Specializes in OR, Nursing Professional Development.
5 minutes ago, ArmyRntoMD said:

God no. That’s probably the most task oriented nursing job there is. “Alright let’s pull these pills for 60 people.”

Great way to insult a decent percentage of nurses. This is the type of division nursing doesn't need.

Specializes in Critical Care.

To clarify, this was the statement in question, that it would seem likely that in a nursing home, not seeing each patient more frequently than every two hours would be sufficiently negligent and outside of any norms to justify termination.

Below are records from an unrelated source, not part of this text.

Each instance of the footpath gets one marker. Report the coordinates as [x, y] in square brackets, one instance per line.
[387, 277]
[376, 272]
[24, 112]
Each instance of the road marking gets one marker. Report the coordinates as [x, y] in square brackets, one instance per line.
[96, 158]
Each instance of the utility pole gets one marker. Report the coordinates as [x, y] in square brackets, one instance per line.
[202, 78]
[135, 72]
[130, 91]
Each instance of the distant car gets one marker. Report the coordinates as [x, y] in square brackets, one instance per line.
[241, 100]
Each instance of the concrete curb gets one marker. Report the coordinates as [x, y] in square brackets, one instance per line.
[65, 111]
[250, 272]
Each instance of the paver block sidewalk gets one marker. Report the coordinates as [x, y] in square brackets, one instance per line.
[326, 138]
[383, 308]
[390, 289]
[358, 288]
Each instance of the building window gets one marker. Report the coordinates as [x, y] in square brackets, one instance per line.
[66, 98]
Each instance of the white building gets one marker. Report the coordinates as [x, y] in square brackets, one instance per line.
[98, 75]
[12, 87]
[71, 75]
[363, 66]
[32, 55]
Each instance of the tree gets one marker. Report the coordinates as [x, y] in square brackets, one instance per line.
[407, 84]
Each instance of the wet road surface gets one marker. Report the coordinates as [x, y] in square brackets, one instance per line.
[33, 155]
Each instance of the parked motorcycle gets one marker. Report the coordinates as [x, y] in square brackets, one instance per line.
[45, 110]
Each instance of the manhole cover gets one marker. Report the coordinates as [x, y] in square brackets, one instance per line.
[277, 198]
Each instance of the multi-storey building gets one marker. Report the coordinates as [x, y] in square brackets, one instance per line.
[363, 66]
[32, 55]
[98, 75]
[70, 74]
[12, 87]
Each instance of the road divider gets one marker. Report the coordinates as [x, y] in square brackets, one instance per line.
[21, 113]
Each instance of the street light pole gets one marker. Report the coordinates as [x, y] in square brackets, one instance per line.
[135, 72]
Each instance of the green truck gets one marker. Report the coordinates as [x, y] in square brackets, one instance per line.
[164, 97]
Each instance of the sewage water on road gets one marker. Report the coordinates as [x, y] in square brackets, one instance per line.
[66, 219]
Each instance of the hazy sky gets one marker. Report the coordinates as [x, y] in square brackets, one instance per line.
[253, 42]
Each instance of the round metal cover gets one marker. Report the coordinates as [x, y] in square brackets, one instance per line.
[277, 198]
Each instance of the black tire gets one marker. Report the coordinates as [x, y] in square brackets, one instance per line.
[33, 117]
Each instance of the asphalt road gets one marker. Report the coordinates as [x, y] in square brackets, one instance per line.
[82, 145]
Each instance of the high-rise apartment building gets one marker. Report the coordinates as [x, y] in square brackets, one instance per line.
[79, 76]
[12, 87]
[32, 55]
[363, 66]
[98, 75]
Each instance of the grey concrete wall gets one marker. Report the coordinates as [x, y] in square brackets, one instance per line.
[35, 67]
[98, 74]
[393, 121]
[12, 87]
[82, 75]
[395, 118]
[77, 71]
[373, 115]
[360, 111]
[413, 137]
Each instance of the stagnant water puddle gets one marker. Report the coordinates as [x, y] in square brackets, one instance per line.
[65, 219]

On 1/9/2020 at 2:44 AM, Delia37 said:

It takes a while for rigor mortis to set in, which in itself tell me no one was checking on that poor soul (...nursing home??); I would bet that was the real reason for the nursing staff to be fired

On 1/9/2020 at 6:42 PM, MunoRN said:

To clarify, this was the statement in question, that it would seem likely that in a nursing home, not seeing each patient more frequently than every two hours would be sufficiently negligent and outside of any norms to justify termination.

In fairness, just because the care provided may have been reasonable/the norm doesn't necessarily mean that the nurses in question weren't fired for it anyway.

Without more information, I have no real idea what happened. But speculatively, it seems pretty plausible that the SNF higher-ups settled on a strategy of sorts: admit error where there is none, publicly blame and flog the underlings for the supposed 'error,' hope that satisfies everyone enough that lawsuits go away and the media focuses elsewhere.

Of course, that's not even considering the very real possibility that the administrators in question have no clinical skills or judgement to speak of and genuinely believe either that the patient was dead for a day and a half or that CPR should have been performed "just in case." It's not like every single health care administrator out there actually knows anything about medicine...

Specializes in Critical Care.
31 minutes ago, Rose_Queen said:

Great way to insult a decent percentage of nurses. This is the type of division nursing doesn't need.

It’s not an insult. It definitely takes skill- time management. That was one thing working LTAC gave me aswell. It’s just not the kind of work I enjoy. Nothing wrong with it. Just a lot of running like a chicken with your head cut off, and more responsibility than you have reasonable time to ensure. Hats off to them, you have to be passionate to work in a nursing home. I LOVE my geriatric patients (especially combat vets) but it’s still not for me. I’ll take care of them in the hospital.